光学 精密工程, 2010, 18 (1): 190, 网络出版: 2010-08-31
双半外圈调心球轴承预紧分析及在工程中的应用
Preload analysis of two-piece outer ring self-aligning ball bearing and its application
天文望远镜 双列调心球轴承 预紧力 预紧量 astronomical telescope double row self-aligning ball bearing preload precompact capacity
摘要
为了保证双半外圈双列调心球轴承的预紧效果,对其预紧力的确定和预紧量的大小进行了分析计算。这种轴承结合了成对双联向心推力球轴承和双列向心调心球轴承的优点,既能实现大角度调心,调心角度达3°,又能进行轴向预紧。通过对这类轴承的力学分析,推导了轴向预紧力与轴承支撑负载的关系公式,而预紧量是通过控制两个半外圈之间的隔圈厚度进行调节的。
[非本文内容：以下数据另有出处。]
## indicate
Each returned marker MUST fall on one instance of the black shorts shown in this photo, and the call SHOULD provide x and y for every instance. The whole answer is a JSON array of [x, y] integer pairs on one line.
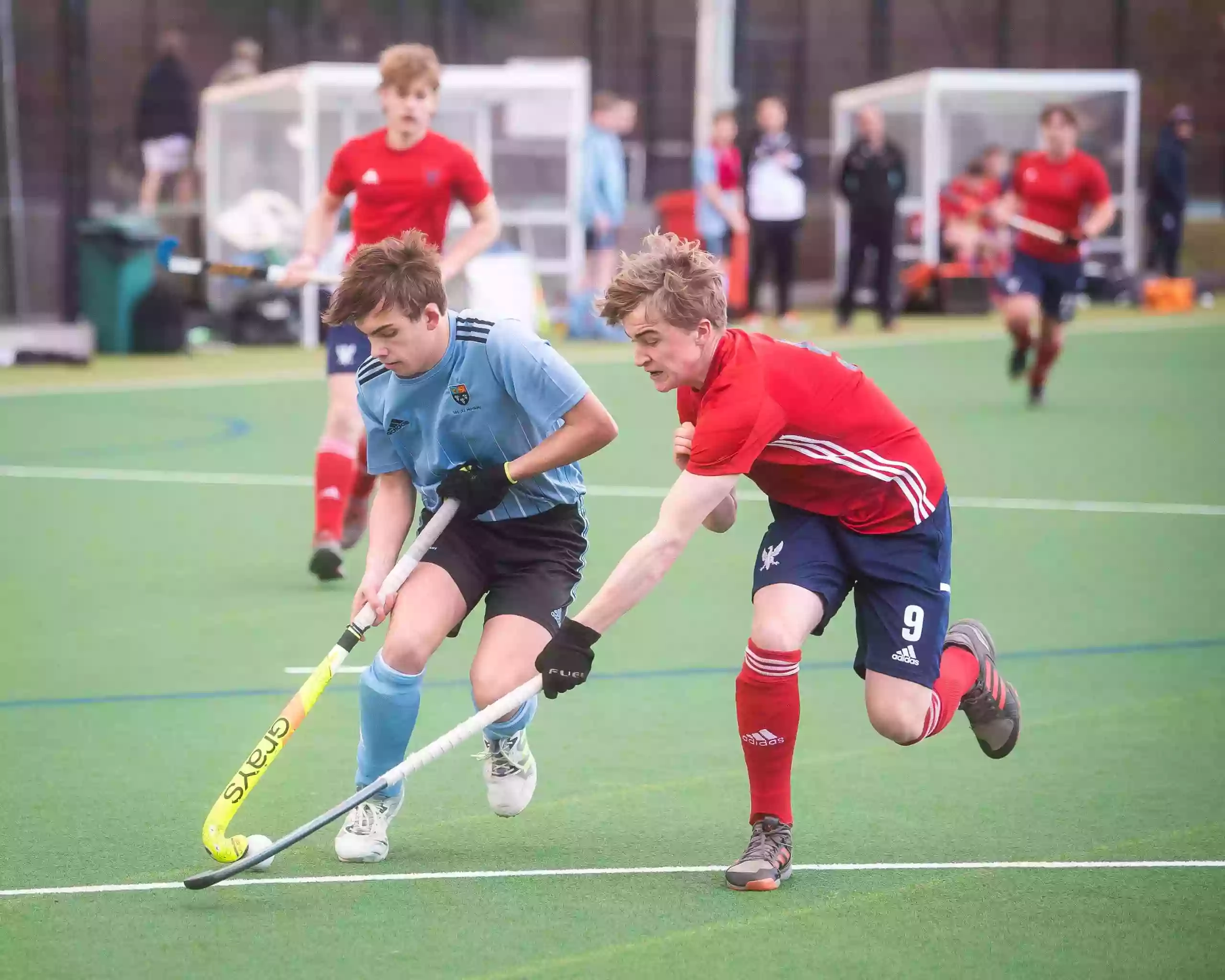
[[901, 583], [527, 567]]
基于弹性接触理论,推导了轴承定位隔圈磨削量大小的公式。将轴承用于LAMOST天文望远镜像场旋转轴中,对内径1 100 mm的轴承现场安装预紧调整后进行实测。测量结果表明,在任意50°范围内(旋转轴工作范围),轴系径向跳动<0.02 mm,端面跳动<0.03 mm,满足了LAMOST对像场旋转轴系刚度和旋转精度的要求。跟星实测像场旋转精度RMS值优于0.3″。
Abstract
The preload and precompact capacity of a two-piece outer ring self-aligning ball bearing are analyzed in this paper to ensure the preload effectivity. This bearing has the merits both from a double row angular contact ball bearing and a double row self-aligning ball bearing, so it not only can be preloaded to enhance stiffness, but also can self-align to compensate the misalignment. The maximum misalignment angle reaches 3°. In order to be preloaded properly, the outer ring is consisted of two spherical inner face raceways, which forms a spherical surface whose center is common to the bearing center and a in-between spacer. The preload is controlled by adjusting the thickness of the spacer. The relationship between preload and bearing supporting is analysed and formulated with the help of a mechanic theory. Meanwhile, based on the Hertz contact theory, the formula to determine the spacer thickness is given. This kind of bearing is adopted in a LAMOST telescope,test results show that the radial runout is less than 0.02 mm and axial runout is less than 0.03 mm for a φ1 100 mm bearing at an arbitrary angle of 50°. The tracking accuracy of focal rotation is better than 0.3″supported by this kind of bearings.
王国民, 顾伯忠, 张坤. 双半外圈调心球轴承预紧分析及在工程中的应用[J]. 光学 精密工程, 2010, 18(1): 190. WANG Guo-min, GU Bo-zhong, ZHANG Kun. Preload analysis of two-piece outer ring self-aligning ball bearing and its application[J]. Optics and Precision Engineering, 2010, 18(1): 190.